From what I’d gathered from early reviews, her argument is that Google and Facebook have become too big, deploy great power unaccountably, pose grave threats to democracy and accumulate for profit masses of data about all the individuals using their services. It’s rather hard to disagree with this, and indeed legislators and regulators around the world are gearing up to respond, albeit more slowly than would have been ideal. Only this month Germany’s Bundeskartellamt banned Facebook from connecting data about individuals from different sources, and India forbade Amazon to sell its own products on its platform. Those with powers to fine and to put people in prison are coming for the digital usurpers.

Having read a few chapters, this is still what I take the argument to be. You just wouldn’t know it from the extraordinarily impenetrable language. For example:

“Surveillance capitalism rules by instrumentarian power through its materialization in Big Other, which, like the ancient tyrant, exists out of mankind while paradoxically assuming human shape.”

Or:

“As for the Spanish Data Protection Agency and the European Court of Justice, the passage of time is likely to reveal their achievements [with regard to the right to be forgotten] as stirring an early chapter in the longer story of our fight for a third modern that is first and foremost a human future, rooted in an inclusive democracy and committed to an individual’s right to effective life.
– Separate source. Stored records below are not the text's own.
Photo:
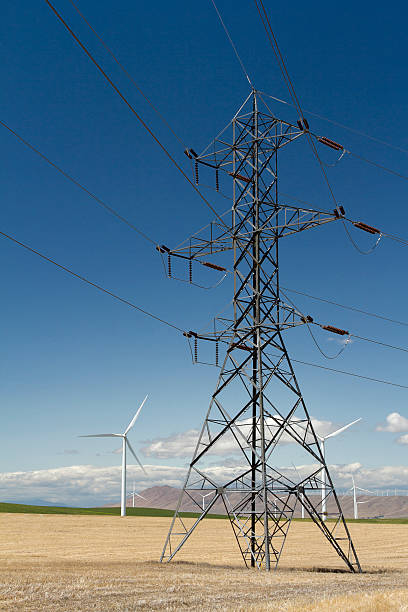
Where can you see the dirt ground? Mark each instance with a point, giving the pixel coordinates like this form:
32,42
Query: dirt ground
78,563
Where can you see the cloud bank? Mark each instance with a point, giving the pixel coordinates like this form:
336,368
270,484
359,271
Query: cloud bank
394,423
184,443
87,485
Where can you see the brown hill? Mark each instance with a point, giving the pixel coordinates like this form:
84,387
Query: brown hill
165,497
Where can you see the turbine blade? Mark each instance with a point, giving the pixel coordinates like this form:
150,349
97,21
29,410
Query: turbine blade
101,436
335,433
133,421
135,456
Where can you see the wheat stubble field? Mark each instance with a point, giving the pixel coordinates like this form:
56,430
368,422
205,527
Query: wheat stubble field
76,563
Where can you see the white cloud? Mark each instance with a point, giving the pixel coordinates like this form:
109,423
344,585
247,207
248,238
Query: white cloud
184,443
395,423
89,485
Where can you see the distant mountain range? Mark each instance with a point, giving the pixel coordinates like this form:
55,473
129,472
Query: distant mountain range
33,502
165,497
Their message is carefully inscribed for our children to ponder: technological inevitability is as light as democracy is heavy, as temporary as the scent of rose petals and the taste of honey are enduring.” [italics hers]

There are over 500 pages of this, and it was too much when I found myself having to read everything several times to work out the meaning. What’s more, there are some analytical lacunae – no Bentham, no Foucault in a book about surveillance? And Zuboff clearly believes what the digital titans claim about the effectiveness of their data gathering in selling us; yet we’ve all had the experience of being followed by ads for the thing we just bought or being creeped out by evidence of such joining up in a way that will make us never shop at a certain outlet again. They have become conduits for alarming shifts in people’s beliefs and behaviour, for sure, but in an accidental way. I don’t know if it would be more or less scary if they were actually in control of the social trends they’ve unleashed.

Mine is a minority view, as all the reviews of the book I’ve seen have been almost adulatory. No doubt you should believe those who had more patience than me and read the whole damn thing.